Quote from: GoldenSiren;74872

As I said before, (and other commenters have mentioned) it might have something useful or important to tell you. I wish you luck with the spirit.

 
I had a pretty similar experience to this about 10yrs ago. I moved into an apartment that I absolutely loved. There was no untoward feeling at all when I inspected it and I never felt uncomfortable in this apartment. But after some months as I was going through a lot of emotional trauma things started to show up in this apartment. It started in my bedroom where I would just feel 'disturbed' in my bed. Often in that twilight zone between sleep and wakefulness I'd hear voices, sometimes music and a disturbance like the air was somehow denser in this one part of the room.

This culminated in a couple of episodes. One evening while sitting my loungeroom I became suddenly cold. Not just chilly by a sudden and total drop in my body temperature to the point where my hands felt icy within seconds and it was the middle of summer. I asked my bf at the time to feel my hands and he could feel them like ice as well. I closed my eye's focused and told it to go away. It moved away from me but not out of the house. I got up and moved towards the front door and could clearly feel it standing there.
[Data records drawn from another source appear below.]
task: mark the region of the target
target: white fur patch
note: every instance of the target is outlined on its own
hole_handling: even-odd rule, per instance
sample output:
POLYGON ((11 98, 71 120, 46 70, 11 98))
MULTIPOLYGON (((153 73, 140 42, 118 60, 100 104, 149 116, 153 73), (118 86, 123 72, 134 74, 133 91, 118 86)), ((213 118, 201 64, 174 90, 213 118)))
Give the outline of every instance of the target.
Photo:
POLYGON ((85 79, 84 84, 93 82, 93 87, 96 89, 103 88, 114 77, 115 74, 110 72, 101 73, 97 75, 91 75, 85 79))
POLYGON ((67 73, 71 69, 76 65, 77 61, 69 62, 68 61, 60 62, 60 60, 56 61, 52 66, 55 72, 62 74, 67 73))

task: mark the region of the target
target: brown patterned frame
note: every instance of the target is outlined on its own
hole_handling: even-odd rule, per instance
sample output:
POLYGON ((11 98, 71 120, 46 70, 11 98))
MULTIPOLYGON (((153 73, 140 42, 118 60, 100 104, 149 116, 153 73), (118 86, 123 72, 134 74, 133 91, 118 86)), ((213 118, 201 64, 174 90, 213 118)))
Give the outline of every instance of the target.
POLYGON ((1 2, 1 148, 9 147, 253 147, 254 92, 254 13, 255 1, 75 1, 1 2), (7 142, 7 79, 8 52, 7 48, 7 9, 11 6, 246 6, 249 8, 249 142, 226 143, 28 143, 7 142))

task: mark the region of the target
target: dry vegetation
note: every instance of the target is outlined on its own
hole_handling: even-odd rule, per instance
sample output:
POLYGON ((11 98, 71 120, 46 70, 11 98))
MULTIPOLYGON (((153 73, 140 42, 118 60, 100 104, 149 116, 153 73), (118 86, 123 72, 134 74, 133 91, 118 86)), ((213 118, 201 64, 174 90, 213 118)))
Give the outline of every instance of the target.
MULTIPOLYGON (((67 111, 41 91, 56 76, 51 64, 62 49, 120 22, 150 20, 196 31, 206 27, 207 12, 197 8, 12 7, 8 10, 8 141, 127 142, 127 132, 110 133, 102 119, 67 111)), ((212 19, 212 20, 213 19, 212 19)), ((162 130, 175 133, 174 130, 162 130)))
It was just a heaviness about the air in that location I knew it was there. I banished it again and it was gone, my body temperature returned to normal.

A little while later I was snoozing in my bedroom in the late afternoon. I was between sleep and wakefulness when I clearly heard a male voice say 'you win'. And I came back into immediate wakefulness. I had placed a chunk of snowflake obsidian under my bed where the heavy and dense air often was and I never had a similar experience in that apartment again.

The strange thing is, I never at any stage felt scared of whatever this was. I didn't want it there and it disturbed me, sure but I felt no fear. And I was always calm and very decisive about what I wanted and my absolute right to have my home to myself.

Looking back now I think it was my emotional state that drew this to me more than anything else. It had a density about it that felt very similar to my own emotions. There was no threat just a feeling of oppression, which is definately how I felt about my life at that stage. I was with a boyfriend who wasn't any good for me yet for reasons not really logical I wasn't able to give him up either. I often had episodes of feeling manic and very possessive of this man. I knew he was being deceitful with me but the desire to break free wasn't there. When I did finally break it off with him I just felt enormous relief.